カムクラッチ以前のものはローラー式と呼ばれ、通常この様に3個のローラーが作用します。
カワサキだけでなく、他社メーカーの同時期の車両(CB-FやGSXも)全てこのタイプでした。
イメージ 5
 
Zをセルモーターで始動させる際に機能するワンウェイクラッチの構造と消耗については昔記事にしていますので、こちらもご参照ください。
 
さて、ローラー式の場合特に低回転時にはギアの当たり面の上をローラーが転がり続けている事もあって、アイドリングやストップアンドゴーの多い車両の場合、スターターの使用回数に関係無くクラッチハウジングも摩耗してしまいます。 
ところがカム式の場合、エンジンが始動するとカムが遠心力でハウジング側に広がる事でギア側からは浮き上がって非接触になりますから運転中の摩耗は起こりませんし、フリクション面でもローラー式より有利です。
(エンジンが停止すると、外周に巻かれた細いスプリングがカムを内側に巻きつける事でクラッチとして働く様になります。)
イメージ 2
 
エンジン停止時や始動時にのみカムが全周に渡って接触しています。
ローラー式なら3個の接触に対して、このカム式の場合は18個で全周面で当たります。しかも始動後は上記の通り、遠心力で浮き上がる為内側のギア側には接触しなくなります。イメージ 6
 
この様に容量のみならず耐久性面でも大幅に優れる為、特にワンウェイクラッチの耐久性が重視されるビッグスクーターでは早くに採用されていました。(何せスクーターは構造上押しがけが出来ませんから)
 
又、従来ローラー式を採用していた継続生産モデルでも90年代中盤を境にカムクラッチ式に変更される様になりました。

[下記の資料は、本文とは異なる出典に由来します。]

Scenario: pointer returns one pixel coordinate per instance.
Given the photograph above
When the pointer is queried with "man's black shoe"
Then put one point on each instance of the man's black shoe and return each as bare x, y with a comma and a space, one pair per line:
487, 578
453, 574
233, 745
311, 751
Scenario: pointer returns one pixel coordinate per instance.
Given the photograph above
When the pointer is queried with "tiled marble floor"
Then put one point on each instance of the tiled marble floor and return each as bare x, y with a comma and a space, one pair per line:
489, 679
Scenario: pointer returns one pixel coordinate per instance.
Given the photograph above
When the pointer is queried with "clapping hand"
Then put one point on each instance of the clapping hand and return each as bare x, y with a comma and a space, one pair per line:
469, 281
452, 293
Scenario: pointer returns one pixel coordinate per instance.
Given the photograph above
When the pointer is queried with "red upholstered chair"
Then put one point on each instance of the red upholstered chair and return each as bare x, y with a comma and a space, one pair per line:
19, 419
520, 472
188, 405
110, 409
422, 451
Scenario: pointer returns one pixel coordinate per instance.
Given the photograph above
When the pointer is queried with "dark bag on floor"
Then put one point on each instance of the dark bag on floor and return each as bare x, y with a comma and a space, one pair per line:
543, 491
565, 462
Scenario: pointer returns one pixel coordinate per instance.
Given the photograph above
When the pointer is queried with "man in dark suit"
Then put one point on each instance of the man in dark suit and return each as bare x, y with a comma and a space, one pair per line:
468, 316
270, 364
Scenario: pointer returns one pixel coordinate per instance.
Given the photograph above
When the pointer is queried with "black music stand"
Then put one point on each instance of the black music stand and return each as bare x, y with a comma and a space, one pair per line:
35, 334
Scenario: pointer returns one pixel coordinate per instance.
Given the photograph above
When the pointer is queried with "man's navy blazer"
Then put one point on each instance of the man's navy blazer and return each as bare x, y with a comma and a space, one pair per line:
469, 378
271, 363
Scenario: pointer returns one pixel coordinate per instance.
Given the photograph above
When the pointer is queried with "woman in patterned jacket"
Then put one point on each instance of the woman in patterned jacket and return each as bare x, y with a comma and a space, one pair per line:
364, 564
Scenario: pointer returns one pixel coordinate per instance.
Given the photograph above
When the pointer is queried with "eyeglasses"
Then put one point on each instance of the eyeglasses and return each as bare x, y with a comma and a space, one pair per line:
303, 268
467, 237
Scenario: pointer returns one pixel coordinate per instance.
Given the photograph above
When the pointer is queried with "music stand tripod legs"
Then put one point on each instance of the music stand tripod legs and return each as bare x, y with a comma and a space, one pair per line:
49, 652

メジャーなところではザッパー系のゼファー750やGPZ900R等が含まれ、これらのエンジンをオーバーホールやチューニングしたり修理する際には、後期モデルのカム式クラッチを流用して容量や耐久性のアップを行うのは、結構知られた方法です。
 
では、Z系はと言えば少し遅れながらもやはり同様に対策され、2000年位を境にしてZ1000Pの最終型までのモデルではカム式クラッチに変更されています。
ポリスバイクは街乗りが基本でアイドリング時間も長い為にワンウェイクラッチの消耗も早かった筈で、生産台数も極々少ない末期モデルにも関わらず対策が望まれたのだと思います。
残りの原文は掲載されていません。